A German magazine is reporting that officials of Deutsche Bank have informed Germany’s banking regulator about “suspicious” transactions by the real estate company owned by Jared Kushner and his family.
No details were provided about the nature of the transactions, but Deutsche Bank officials are prepared to turn over documents related to them to special counsel Robert Mueller, who is investigating Russian interference in the U.S. presidential election, the business magazine reported Friday.
Deutsche Bank is a key banker for both senior White House adviser Kushner and his father-in-law, President Donald Trump. Reuters reported last month that Mueller had issued subpoenas to the bank for information on certain money and credit transactions by Trump and members of his family, according to a source described as being close to the matter. The New York Times reported last month that the U.S. attorney based in Brooklyn, New York, had also issued a subpoena to the bank for information related to Kushner.
The bank discovered the troubling Kushner company transactions after an internal audit ordered by board President Paul Achleitner, according to the German publication, Manager Magazin, in an article first reported and translated by Mother Jones magazine.
“Achleitner’s internal detectives were embarrassed to deliver their interim report regarding real estate tycoon [Jared] Kushner to the [German] financial regulator BaFin,” stated the article, according to Mother Jones. “Their finding: There are indications that Donald Trump’s son-in-law or persons or companies close to him could have channeled suspicious monies through Deutsche Bank as part of their business dealings.”
Deutsche Bank has reportedly loaned over $2 billion to companies affiliated with Trump since the 1990s. It continued to give millions to him even though he defaulted on one of his loans. Trump owes the German bank at least $130 million, according to the president’s most recent financial disclosure form, though it could be much more. Trump initially turned to the bank after a number of his businesses declared bankruptcy, making it difficult for him to find loans in the U.S.
The bank also loaned Kushner’s real estate company $285 million for a planned renovation of its building at Times Square in Manhattan, The Times has reported. Kushner and his mother, Seryl Stadtmauer, also have a multimillion-dollar line of credit from the bank, according to a financial disclosure form Kushner filed with the government.
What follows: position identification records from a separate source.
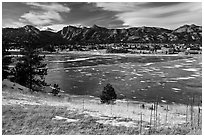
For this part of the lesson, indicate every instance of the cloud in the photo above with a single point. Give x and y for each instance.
(55, 27)
(49, 7)
(13, 24)
(44, 13)
(169, 15)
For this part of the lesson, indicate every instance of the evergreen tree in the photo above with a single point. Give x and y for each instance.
(30, 70)
(108, 94)
(6, 60)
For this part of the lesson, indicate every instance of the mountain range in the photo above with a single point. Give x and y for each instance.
(96, 34)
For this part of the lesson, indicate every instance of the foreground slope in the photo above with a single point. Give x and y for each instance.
(38, 113)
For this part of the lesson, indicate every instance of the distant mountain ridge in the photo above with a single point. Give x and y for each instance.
(96, 34)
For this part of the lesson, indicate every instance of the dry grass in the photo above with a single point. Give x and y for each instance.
(26, 113)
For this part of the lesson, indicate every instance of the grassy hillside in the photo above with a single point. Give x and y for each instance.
(40, 113)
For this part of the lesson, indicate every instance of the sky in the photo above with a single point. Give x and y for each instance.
(170, 15)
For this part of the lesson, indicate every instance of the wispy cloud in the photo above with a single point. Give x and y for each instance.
(169, 15)
(44, 13)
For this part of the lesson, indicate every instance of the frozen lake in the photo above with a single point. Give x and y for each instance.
(170, 78)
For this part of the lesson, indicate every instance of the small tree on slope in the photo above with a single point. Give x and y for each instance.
(108, 94)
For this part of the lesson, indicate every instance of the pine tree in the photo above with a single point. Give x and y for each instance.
(30, 70)
(108, 94)
(6, 60)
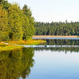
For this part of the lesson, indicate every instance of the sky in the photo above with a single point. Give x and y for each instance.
(52, 10)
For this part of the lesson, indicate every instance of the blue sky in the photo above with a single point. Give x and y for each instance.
(52, 10)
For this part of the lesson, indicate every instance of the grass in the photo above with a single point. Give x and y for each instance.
(6, 47)
(29, 42)
(12, 45)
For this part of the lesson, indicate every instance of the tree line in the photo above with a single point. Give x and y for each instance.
(57, 28)
(15, 23)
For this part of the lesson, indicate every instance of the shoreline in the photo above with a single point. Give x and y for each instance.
(55, 36)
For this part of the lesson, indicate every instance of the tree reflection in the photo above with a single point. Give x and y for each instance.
(61, 42)
(16, 63)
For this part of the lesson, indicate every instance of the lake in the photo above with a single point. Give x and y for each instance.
(42, 62)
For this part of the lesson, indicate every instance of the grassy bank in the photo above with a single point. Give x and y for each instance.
(12, 45)
(6, 47)
(29, 42)
(56, 36)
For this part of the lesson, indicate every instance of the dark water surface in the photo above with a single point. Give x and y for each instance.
(42, 63)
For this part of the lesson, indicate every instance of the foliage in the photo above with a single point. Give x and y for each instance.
(57, 28)
(15, 23)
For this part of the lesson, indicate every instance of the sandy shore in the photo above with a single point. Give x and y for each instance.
(55, 36)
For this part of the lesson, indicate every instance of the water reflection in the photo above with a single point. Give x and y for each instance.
(17, 63)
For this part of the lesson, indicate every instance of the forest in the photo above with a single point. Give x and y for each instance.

Kushner stepped aside as the Kushner Companies’ chief executive when he assumed his White House job a year ago. He sold some of his assets but still owns part of the business.
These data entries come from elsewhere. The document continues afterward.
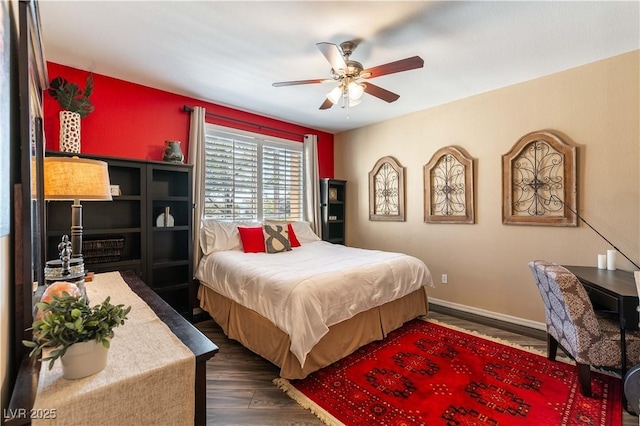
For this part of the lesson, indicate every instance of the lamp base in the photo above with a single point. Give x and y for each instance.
(54, 272)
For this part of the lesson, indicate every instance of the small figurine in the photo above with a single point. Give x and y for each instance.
(64, 248)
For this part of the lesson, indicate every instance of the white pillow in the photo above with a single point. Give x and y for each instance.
(303, 232)
(216, 235)
(302, 229)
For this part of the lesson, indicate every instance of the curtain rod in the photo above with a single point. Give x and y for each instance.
(259, 126)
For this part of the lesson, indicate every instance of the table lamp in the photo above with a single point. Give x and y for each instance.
(76, 179)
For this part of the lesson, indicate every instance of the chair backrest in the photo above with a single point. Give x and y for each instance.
(568, 310)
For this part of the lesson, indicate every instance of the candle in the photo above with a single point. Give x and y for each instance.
(611, 260)
(602, 261)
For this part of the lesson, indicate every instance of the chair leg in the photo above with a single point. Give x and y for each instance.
(552, 347)
(584, 377)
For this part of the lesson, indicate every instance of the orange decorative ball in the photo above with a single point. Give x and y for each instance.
(58, 288)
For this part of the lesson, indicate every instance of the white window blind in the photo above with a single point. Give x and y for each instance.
(250, 178)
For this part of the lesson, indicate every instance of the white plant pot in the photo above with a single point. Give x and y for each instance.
(69, 131)
(84, 359)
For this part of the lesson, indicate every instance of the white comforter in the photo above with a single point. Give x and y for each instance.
(307, 290)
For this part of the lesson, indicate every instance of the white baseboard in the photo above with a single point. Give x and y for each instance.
(489, 314)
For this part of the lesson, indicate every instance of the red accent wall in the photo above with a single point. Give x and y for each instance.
(134, 121)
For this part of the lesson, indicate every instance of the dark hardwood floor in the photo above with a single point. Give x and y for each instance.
(240, 389)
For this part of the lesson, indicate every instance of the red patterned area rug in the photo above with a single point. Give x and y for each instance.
(430, 374)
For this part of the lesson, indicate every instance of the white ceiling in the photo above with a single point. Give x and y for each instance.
(230, 52)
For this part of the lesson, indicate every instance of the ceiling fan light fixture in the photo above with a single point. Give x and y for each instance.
(335, 94)
(356, 90)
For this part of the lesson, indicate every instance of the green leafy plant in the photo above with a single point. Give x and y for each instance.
(66, 320)
(71, 97)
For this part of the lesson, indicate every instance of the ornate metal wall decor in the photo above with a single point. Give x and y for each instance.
(386, 190)
(448, 187)
(539, 182)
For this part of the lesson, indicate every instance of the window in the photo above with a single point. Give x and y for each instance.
(251, 178)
Deutsche Bank agreed last January to pay $630 million to U.S. and British regulators to settle investigations into fraudulent stock trades that Russian account holders used as a suspected cover to launder some $10 billion. That followed a $7.2 billion settlement the bank reached with the Justice Department a month earlier over toxic mortgage assets and a $2.5 billion settlement in 2015 for interest rate manipulation.
Earlier this month, the Trump administration reduced fines against five banks — including Deutsche Bank — linked to interest rate manipulation, reported the International Business Times.
Days later, Senate Banking Committee member Chris Van Hollen (D-Md.) sent a letter to Jerome Powell, Trump’s pick to head the Federal Reserve. He asked Powell for reassurance that he would rebuff any White House attempt to interfere with the Fed’s supervision of Deutsche Bank. Van Hollen said he was concerned about Trump’s “significant liabilities” with the bank. Powell responded that he would hold the bank accountable and that the Fed would function as an independent entity answerable to the public and Congress, Bloomberg reported.